Mesa test results change several times a day, because dozens of engineers are hard at work writing tests and fixing them. Unfortunately, this means that a developer testing a branch with a slightly older branch point will see test failures for those tests that were fixed after his branch. This noise is very confusing and unacceptable for developers. To accommodate this use case, update_conf.py records the commit responsible for the current test status in the config files. CI post-processing filters out any test status attributed to commits that are after the currently tested branches.
This technique works well enough that even old branches like quarterly releases can still be reliably tested for dot releases and show a 100% pass rate against the master's test configurations.
Sometimes, regressions occur on slow test targets that run on a daily basis. In this case, the bad commit is not obvious. scripts/bisect_project.py iterates over the git history for all platforms, and updates config files as with update_conf.py.
After a few years of running these automated processes, I can make the following observations:
This workflow reliably catches all bugs that can be identified by automated tests. Mesa is now so stable that Google is comfortable picking a random commit off of our tip and shipping it to millions of customers. They don't even tell us about it sometimes. Before this workflow, Google would not even ship our stable releases.
Team productivity is significantly enhanced by this system. Since CI deployment, Intel's Mesa team lost several senior engineers, but still managed to go from last place to its current position (Vulkan1.1, GLES3.2, GL4.5, dEQP conformance).

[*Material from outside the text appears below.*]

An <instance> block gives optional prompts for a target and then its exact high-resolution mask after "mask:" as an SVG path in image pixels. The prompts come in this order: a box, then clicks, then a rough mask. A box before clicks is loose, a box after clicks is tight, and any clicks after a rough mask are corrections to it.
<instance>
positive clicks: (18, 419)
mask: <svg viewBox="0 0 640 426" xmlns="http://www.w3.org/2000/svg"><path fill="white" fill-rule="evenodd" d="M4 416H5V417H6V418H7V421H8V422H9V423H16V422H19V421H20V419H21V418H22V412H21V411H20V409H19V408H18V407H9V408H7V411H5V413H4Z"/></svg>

The workflow is not free. It currently takes more than 50% of the time of a single engineer to track Mesa for Intel. Tracking the project is more expensive when the project is moving faster. The most expensive tasks are deploying new test suites and deploying new hardware. Flaky tests and gpu hangs are the most annoying ongoing issue.
Demand for CI will cause it to expand until it consumes the resources allocated to it. The workflow was (nearly) free when Mesa CI was just running piglit on stable platforms. Because it was effective, developers and management requested expansion to many new platforms, suites, and support for external developers. It now has nearly 100 test systems and runs tens of millions of tests per day.
In spite of the effectiveness of the CI, it is difficult to find competent engineers willing to devote their time to this function. In other organizations I've found that the team lead is the engineer that spends the most time on CI, because of the responsibility he has for the product.